Why debt-based models are unreformable from within
Hyman Minsky told us why whatever we create is unstable. According to Minsky's financial instability hypothesis, all debt-based finance is unstable from within: periods of calm lead to confidence, confidence leads to leverage, and economies slide from hedge financing (where income covers principal and interest) to speculative financing (where income covers only interest) to Ponzi financing (where borrowers must roll over their existing loans or liquidate assets merely to remain solvent). When such pyramids of rolled-over debt meet an increasing policy rate (the same rate to which our Islamic banks have anchored their 'profits'), that is when the Minsky moment occurs.
At this juncture, I believe every Sharia Board in South Asia should freeze: an equity-based profit-and-loss-sharing system cannot replicate a Minsky cycle in the same manner as debt-based systems because there is no fixed debt obligation to service, and there is no obligation on behalf of a financier to service any claim related to an asset, whether successful or unsuccessful. Profit sharing is not merely more righteous than risk shifting; it is more sustainable.
The S Alam episode in Bangladesh exemplifies nothing other than a debt and collateral situation dressed in Islamic attire, precisely what a fixed-claim model creates once insiders capture it. Real equity models inhibit insider capture since the financier's returns are tied directly to success or failure in the real-world economy, not to some documented markup.
A two-tier participatory architecture
Redemption means leaving behind the debt model. I suggest two complementary layers.
One layer consists of mutual/co-operative institutions owned by depositors. Here, savers are members of the co-operative organisation, sharing in real profit and loss rather than acting as creditors holding fixed claims on their customers' assets. As such, this represents Mudarabah taken seriously rather than merely mimicking it, and therefore eliminates the embarrassment Ismail described: Muslim savers willing to pay extra to bank prudently.
These types of organisations existed prior to demutualisation in Western credit co-operatives and mutual building societies, demonstrating that there is potential for significant market share through genuine mutual ownership.
The second layer represents venture/equity financing: Islamic institutions utilising Musharakah/Diminishing Musharakah as true equity/risk capital, as do venture/private equity funds. The financier conducts due diligence in order to purchase an equity position in an entrepreneurial venture or project; profits when the entrepreneur profits and loses when the venture fails. This represents Barkat (as referred to by Ismail), an incentive to provide funding to good ideas and good people rather than funding projects using collateral at policy rates.

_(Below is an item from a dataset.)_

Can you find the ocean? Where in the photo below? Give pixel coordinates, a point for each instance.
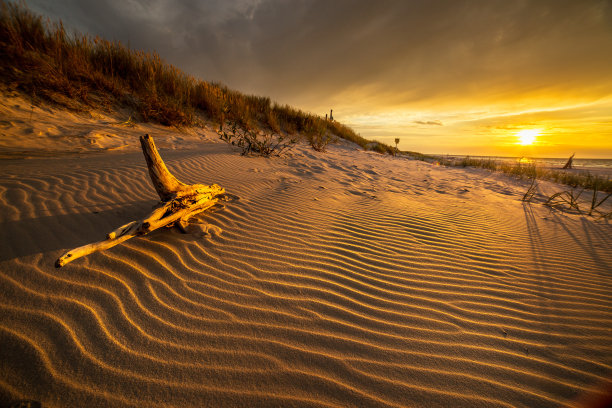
(578, 164)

Neither layer prohibits either central banks' rate-setting or conventional banking-sector activity. Both layers merely seek to cease implying that a fixed-claim institution becomes Islamic solely because we renamed its obligation.
The correct underpinning of Islamic finance lies not in assigning a halal designation to a debt contract but rather in sharing both risk and reward as partners in real enterprise (risk capital, not re-priced interest).
M. Kabir Hassan is Professor of Finance and the Moffett Chair at the University of New Orleans. He is the 2016 IsDB Prize Winner in Islamic Banking and Finance.